- Genre: Crime
- Starring: Ernesto Campos Carlos Carvajal Camila Jurado
- Country of origin: Colombia
- Original language: Spanish
- No. of episodes: 8

Original release
- Network: Netflix
- Release: 3 May 2019

= Crime Diaries: Night Out =

Colombian Spanish-language crime TV miniseries

Crime Diaries: Night Out (Spanish: Historia de un crimen: Colmenares), is a 2019 Colombian-Mexican Spanish-language crime television miniseries starring Ernesto Campos, Carlos Carvajal and Camila Jurado. The plot is inspired by real-life events, and revolves around how after a Halloween party on October 31, 2010, the student Luis Andrés Colmenares is found dead in a park in the north of Bogotá. The series recounts how two women close to Colmenares and an ex-boyfriend of one of them seems to be involved, and judicial process following the investigation.
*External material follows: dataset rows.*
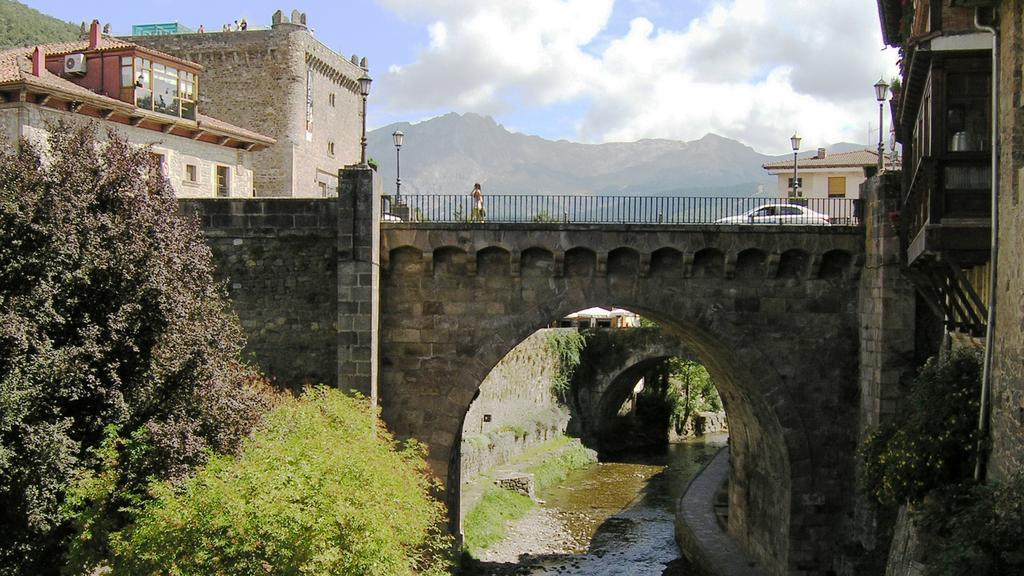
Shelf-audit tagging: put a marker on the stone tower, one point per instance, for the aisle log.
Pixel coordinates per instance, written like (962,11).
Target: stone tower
(285,83)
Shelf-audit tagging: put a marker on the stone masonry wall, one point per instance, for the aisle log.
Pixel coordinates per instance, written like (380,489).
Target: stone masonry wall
(177,151)
(258,79)
(517,395)
(457,298)
(887,358)
(278,258)
(1008,370)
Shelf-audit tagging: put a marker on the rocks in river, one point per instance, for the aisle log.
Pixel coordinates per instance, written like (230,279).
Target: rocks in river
(520,483)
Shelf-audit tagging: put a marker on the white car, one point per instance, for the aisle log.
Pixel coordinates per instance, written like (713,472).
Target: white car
(778,214)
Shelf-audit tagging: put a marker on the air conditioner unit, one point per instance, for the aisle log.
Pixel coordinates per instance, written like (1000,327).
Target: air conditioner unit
(75,64)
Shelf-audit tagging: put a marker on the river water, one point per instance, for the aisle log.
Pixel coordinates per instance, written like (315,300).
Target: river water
(614,518)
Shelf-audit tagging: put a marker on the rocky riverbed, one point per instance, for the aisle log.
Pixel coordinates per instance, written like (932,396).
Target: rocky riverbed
(609,519)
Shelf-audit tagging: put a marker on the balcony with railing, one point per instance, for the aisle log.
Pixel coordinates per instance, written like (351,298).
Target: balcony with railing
(947,210)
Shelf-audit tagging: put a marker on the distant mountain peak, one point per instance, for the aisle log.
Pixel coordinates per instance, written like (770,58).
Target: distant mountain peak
(446,154)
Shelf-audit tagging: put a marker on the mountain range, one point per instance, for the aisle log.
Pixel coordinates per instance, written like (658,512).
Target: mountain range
(449,154)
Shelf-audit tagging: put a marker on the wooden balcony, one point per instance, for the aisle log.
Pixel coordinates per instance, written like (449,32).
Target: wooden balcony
(947,209)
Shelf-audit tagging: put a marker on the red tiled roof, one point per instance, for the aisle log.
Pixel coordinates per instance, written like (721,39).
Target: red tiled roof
(855,159)
(15,68)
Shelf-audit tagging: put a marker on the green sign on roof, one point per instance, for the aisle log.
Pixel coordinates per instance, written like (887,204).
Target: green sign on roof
(159,29)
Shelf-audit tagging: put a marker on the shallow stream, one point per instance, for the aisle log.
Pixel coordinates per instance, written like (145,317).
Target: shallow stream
(614,518)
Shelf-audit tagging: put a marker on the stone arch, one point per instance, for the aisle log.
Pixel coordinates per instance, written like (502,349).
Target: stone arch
(667,262)
(450,260)
(537,261)
(751,263)
(785,423)
(407,260)
(709,262)
(768,438)
(624,261)
(835,264)
(581,261)
(494,260)
(794,263)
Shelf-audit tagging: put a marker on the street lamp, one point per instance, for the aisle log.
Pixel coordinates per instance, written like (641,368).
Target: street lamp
(795,141)
(365,90)
(881,88)
(398,137)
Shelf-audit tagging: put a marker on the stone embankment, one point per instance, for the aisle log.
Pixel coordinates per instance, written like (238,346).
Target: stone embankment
(515,409)
(699,424)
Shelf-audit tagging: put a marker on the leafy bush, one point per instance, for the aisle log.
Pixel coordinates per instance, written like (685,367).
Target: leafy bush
(556,467)
(486,524)
(975,530)
(935,445)
(22,26)
(313,492)
(109,315)
(565,345)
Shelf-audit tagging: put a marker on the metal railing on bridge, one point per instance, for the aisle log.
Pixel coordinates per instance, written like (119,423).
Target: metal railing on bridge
(507,208)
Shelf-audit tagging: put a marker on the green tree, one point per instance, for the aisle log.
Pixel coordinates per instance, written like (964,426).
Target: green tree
(109,315)
(313,492)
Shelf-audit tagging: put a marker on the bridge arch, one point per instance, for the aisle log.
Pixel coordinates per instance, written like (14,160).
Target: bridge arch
(781,353)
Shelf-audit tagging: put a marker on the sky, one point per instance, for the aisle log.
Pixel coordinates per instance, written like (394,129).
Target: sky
(590,71)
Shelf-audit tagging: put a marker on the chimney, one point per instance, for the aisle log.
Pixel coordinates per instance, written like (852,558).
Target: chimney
(94,35)
(38,62)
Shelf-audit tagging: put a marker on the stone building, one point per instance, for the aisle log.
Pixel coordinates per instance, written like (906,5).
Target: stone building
(955,193)
(283,82)
(145,95)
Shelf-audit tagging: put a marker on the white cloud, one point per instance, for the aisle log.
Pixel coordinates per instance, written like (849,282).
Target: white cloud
(754,70)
It was ordered direct-to-series, and premiered on Netflix streaming on May 3, 2019.

==Cast==
- Ernesto Campos as Jorge Colmenares
- Carlos Carvajal as Tato
- Camila Jurado as Mireya
- Fabiana Medina as Oneida Escobar
- Laura Osma as Laura Moreno
- Juliana Velásquez as Jessy Quintero
- Carlos Vergara as Alonso Colmenares
- Enrique Carriazo as Luis Antonio González
- Julián Román as periodista Salazar
- Juan Pablo Urrego as Carlos Cárdenas
- Diana Wiswell as Claudia
- Simon Elias as Esqueleto
- Amparo Conde as Mamá Jessi Quintero
- Fabio Rubiano as Fernando Alvarado

==Episodes==

| No. | Title | Directed by | Written by | Original release date |
| 1 | "A Dark Halloween Night" | Juan Felipe Cano | Pablo González & C.S. Prince | May 3, 2019 |
After a night of fledgling romance and celebrations with friends, the university student Luis Andrés Colmenares mysteriously disappears.
| 2 | "A Mother Seeks Justice" | Juan Felipe Cano | Pablo González & C.S. Prince | May 3, 2019 |
Days, weeks and months later, the mystery remains. Oneida demands answers from the authorities and receives clues from beyond. Laura has visions about Luis Andrés.
| 3 | "When Bodies Talk" | Juan Felipe Cano | Pablo González, C.S. Prince & Nicolás Serrano | May 3, 2019 |
It is ordered to exhume the body of Luis Andrés. Upon finding an incriminating letter, prosecutor González intensifies his investigation. Salazar makes a journalistic proposal.
| 4 | "Pain, Justice, and Ideals" | Felipe Martínez Amador | Pablo González, C.S. Prince & Natalia Santa | May 3, 2019 |
The judicial hearing of Laura and Jessy begins. Oneida's mother urges her daughter to accept that Luis is gone. A comment in the media catches Jorge's attention.
| 5 | "A Rumor in Los Cerros" | Felipe Martínez Amador | Anton Goenechea, Pablo González & C.S. Prince | May 3, 2019 |
González points to Carlos Cárdenas, but soon it will be the prosecutor himself who is in question. Salazar gets a surprise. Oneida fears for her son's soul.
| 6 | "A Witness Appears" | Felipe Martínez Amador | Pablo González, C.S. Prince & Nicolás Serrano | May 3, 2019 |
A new witness claims to have witnessed a beating that occurred at dawn on Halloween night. The authorities arrest a suspect. Salazar interviews Moreno.
| 7 | "A Hole in the Story" | Juan Felipe Cano | Pablo González, C.S. Prince & Natalia Santa | May 3, 2019 |
Salazar is not convinced to catalog the death of Luis Andrés as homicide. Ramses does not trust Gonzalez, who makes a bold statement at the Cardenas hearing.
| 8 | "The Final Judgement" | Juan Felipe Cano | Pablo González, C.S. Prince & Nicolás Serrano | May 3, 2019 |
A new prosecutor takes the case. Salazar illegally analyzes phone records. The judge orders to recreate the search in the tunnel and gives her ruling on Jessy and Laura.

==Release==
Crime Diaries: Night Out was released on Netflix streaming on May 3, 2019.